Desta vez não teve tempo de insistir: ouviu passos na escada, lentos, regulares, vindos lá de baixo… Tomado de pânico, olhou ao redor, fazendo uma pirueta, e assim despido, embrulho na mão, parecia executar um ballet grotesco e mal ensaiado. Os passos na escada se aproximavam, e ele sem onde se esconder. Correu para o elevador, apertou o botão. Foi o tempo de abrir a porta e entrar, e a empregada passava, vagarosa, encetando a subida de mais um lanço de escada. Ele respirou aliviado, enxugando o suor da testa com o embrulho do pão.

Mas eis que a porta interna do elevador se fecha e ele começa a descer.

— Ah, isso é que não! — fez o homem nu, sobressaltado.

E agora? Alguém lá embaixo abriria a porta do elevador e daria com ele ali, em pelo, podia mesmo ser algum vizinho conhecido… Percebeu, desorientado, que estava sendo levado cada vez para mais longe de seu apartamento, começava a viver um verdadeiro pesadelo de Kafka, instaurava-se naquele momento o mais autêntico e desvairado Regime do Terror!

— Isso é que não — repetiu, furioso.

Agarrou-se à porta do elevador e abriu-a com força entre os andares, obrigando-o a parar. Respirou fundo, fechando os olhos, para ter a momentânea ilusão de que sonhava. Depois experimentou apertar o botão do seu andar. Lá embaixo continuavam a chamar o elevador. Antes de mais nada: “Emergência: parar”. Muito bem. E agora? Iria subir ou descer? Com cautela desligou a parada de emergência, largou a porta, enquanto insistia em fazer o elevador subir. O elevador subiu.

— Maria! Abre esta porta! — gritava, desta vez esmurrando a porta, já sem nenhuma cautela. Ouviu que outra porta se abria atrás de si.

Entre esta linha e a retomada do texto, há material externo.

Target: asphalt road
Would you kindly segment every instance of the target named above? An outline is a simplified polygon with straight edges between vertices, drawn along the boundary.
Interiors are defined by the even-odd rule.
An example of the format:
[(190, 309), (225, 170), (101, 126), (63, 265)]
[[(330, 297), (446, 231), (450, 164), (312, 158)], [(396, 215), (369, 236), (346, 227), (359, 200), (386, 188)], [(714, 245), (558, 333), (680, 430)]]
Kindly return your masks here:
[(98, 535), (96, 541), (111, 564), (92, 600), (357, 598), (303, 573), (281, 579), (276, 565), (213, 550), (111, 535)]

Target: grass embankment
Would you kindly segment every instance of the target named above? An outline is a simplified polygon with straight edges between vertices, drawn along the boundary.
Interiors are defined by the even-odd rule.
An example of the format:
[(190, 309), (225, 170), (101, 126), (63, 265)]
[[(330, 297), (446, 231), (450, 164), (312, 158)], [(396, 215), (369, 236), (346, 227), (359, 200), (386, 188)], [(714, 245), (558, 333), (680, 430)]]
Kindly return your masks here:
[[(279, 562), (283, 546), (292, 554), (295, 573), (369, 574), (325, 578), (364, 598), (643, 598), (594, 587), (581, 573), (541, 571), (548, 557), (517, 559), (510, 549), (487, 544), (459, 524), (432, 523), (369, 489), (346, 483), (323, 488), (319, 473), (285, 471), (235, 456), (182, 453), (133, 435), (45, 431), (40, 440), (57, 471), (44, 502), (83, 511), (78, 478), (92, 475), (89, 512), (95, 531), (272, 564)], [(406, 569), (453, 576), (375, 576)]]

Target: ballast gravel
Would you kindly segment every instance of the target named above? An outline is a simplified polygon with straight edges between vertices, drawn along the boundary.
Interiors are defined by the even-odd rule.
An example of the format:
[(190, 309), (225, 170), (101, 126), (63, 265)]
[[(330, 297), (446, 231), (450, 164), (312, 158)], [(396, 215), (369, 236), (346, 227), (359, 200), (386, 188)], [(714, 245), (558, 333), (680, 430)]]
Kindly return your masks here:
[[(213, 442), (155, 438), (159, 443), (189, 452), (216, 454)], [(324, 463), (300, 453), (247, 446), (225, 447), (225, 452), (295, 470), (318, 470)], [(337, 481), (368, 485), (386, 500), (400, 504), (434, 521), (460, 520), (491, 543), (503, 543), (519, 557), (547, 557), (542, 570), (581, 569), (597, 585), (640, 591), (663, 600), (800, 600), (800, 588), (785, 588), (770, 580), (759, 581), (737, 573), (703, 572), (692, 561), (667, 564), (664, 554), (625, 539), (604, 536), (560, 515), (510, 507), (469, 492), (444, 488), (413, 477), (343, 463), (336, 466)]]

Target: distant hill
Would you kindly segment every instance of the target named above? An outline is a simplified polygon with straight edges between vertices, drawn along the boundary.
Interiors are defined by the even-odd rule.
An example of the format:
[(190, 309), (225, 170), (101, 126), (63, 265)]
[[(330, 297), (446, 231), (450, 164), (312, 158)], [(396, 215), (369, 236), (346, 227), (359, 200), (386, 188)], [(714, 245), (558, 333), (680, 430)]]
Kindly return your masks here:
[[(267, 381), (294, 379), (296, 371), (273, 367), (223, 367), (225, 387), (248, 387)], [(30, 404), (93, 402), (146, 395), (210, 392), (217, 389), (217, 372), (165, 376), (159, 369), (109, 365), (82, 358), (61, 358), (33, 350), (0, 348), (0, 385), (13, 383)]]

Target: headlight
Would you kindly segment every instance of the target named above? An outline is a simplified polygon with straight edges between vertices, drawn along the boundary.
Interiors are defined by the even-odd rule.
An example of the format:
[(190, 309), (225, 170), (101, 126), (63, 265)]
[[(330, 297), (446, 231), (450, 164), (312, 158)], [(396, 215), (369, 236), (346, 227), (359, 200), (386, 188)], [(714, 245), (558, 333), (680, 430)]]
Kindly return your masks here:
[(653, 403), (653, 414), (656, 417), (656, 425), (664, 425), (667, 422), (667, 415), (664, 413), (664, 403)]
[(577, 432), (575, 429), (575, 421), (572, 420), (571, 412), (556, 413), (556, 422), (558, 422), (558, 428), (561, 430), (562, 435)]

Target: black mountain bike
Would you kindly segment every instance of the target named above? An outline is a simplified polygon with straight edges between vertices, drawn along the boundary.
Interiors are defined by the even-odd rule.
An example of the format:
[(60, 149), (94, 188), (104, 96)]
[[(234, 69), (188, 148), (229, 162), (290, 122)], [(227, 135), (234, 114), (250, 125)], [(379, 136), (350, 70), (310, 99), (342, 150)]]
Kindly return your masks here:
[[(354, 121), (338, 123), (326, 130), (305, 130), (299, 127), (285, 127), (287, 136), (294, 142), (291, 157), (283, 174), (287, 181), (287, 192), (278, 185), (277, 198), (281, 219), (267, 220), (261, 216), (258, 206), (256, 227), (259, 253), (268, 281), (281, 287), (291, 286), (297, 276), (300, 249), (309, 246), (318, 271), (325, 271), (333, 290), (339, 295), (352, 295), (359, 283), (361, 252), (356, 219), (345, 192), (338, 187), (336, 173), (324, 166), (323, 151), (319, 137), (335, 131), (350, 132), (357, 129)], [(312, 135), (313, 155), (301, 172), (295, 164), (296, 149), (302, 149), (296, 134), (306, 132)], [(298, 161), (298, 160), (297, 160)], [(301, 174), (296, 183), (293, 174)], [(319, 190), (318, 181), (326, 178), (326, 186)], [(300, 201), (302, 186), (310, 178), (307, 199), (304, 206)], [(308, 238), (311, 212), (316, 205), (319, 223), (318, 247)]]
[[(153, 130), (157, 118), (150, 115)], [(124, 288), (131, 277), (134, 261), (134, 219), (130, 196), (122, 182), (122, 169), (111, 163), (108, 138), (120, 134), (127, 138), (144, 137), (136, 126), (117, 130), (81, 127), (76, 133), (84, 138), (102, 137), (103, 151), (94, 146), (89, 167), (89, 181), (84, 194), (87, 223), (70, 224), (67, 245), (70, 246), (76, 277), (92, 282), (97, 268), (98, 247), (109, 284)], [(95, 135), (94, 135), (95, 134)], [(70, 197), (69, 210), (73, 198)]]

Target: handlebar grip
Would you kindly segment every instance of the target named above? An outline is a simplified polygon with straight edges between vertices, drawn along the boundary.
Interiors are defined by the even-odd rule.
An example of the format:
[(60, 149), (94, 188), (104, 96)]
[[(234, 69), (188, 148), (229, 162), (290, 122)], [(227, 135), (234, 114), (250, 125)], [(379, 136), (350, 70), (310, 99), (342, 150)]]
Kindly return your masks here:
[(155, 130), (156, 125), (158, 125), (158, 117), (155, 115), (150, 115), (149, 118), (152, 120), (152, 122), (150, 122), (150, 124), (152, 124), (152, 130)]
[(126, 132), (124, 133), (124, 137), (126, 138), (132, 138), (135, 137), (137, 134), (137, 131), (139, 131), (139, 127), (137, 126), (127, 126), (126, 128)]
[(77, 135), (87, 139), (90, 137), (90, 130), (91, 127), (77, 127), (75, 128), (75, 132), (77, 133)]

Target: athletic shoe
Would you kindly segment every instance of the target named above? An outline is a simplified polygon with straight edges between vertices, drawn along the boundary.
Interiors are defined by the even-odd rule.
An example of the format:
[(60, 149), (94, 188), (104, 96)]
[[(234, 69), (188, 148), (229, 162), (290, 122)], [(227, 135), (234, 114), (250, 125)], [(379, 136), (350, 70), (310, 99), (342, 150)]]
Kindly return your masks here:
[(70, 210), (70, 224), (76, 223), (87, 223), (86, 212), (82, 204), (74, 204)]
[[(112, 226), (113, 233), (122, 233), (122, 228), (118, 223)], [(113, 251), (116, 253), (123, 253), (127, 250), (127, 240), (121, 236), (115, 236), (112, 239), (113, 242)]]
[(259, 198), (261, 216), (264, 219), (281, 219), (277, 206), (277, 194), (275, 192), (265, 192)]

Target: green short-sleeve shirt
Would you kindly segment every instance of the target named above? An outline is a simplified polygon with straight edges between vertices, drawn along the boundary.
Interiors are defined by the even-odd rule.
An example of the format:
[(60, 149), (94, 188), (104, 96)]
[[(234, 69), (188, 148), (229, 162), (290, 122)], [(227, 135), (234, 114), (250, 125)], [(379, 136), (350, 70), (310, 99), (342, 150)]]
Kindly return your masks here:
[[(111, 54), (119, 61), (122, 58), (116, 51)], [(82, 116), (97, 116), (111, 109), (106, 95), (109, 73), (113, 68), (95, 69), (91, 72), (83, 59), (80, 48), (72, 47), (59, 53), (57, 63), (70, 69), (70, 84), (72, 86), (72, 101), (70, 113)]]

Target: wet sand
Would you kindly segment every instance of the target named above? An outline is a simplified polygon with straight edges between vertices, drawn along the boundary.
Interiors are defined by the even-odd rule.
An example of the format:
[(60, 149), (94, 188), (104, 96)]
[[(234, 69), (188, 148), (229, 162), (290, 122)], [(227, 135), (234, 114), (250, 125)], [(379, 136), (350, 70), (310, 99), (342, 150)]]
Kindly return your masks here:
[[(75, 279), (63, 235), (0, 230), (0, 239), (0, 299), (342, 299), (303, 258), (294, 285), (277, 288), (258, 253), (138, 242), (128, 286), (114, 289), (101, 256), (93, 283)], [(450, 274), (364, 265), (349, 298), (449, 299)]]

Voltou-se, acuado, apoiando o traseiro no batente e tentando inutilmente cobrir-se com o embrulho de pão. Era a velha do apartamento vizinho:

— Bom dia, minha senhora — disse ele, confuso. — Imagine que eu…

A velha, estarrecida, atirou os braços para cima, soltou um grito:

— Valha-me Deus! O padeiro está nu!

E correu ao telefone para chamar a radiopatrulha:

— Tem um homem pelado aqui na porta!

Outros vizinhos, ouvindo a gritaria, vieram ver o que se passava:

— É um tarado!

— Olha, que horror!

— Não olha não! Já pra dentro, minha filha!

Maria, a esposa do infeliz, abriu finalmente a porta para ver o que era. Ele entrou como um foguete e vestiu-se precipitadamente, sem nem se lembrar do banho. Poucos minutos depois, restabelecida a calma lá fora, bateram na porta.

— Deve ser a polícia — disse ele, ainda ofegante, indo abrir.

Não era: era o cobrador da televisão.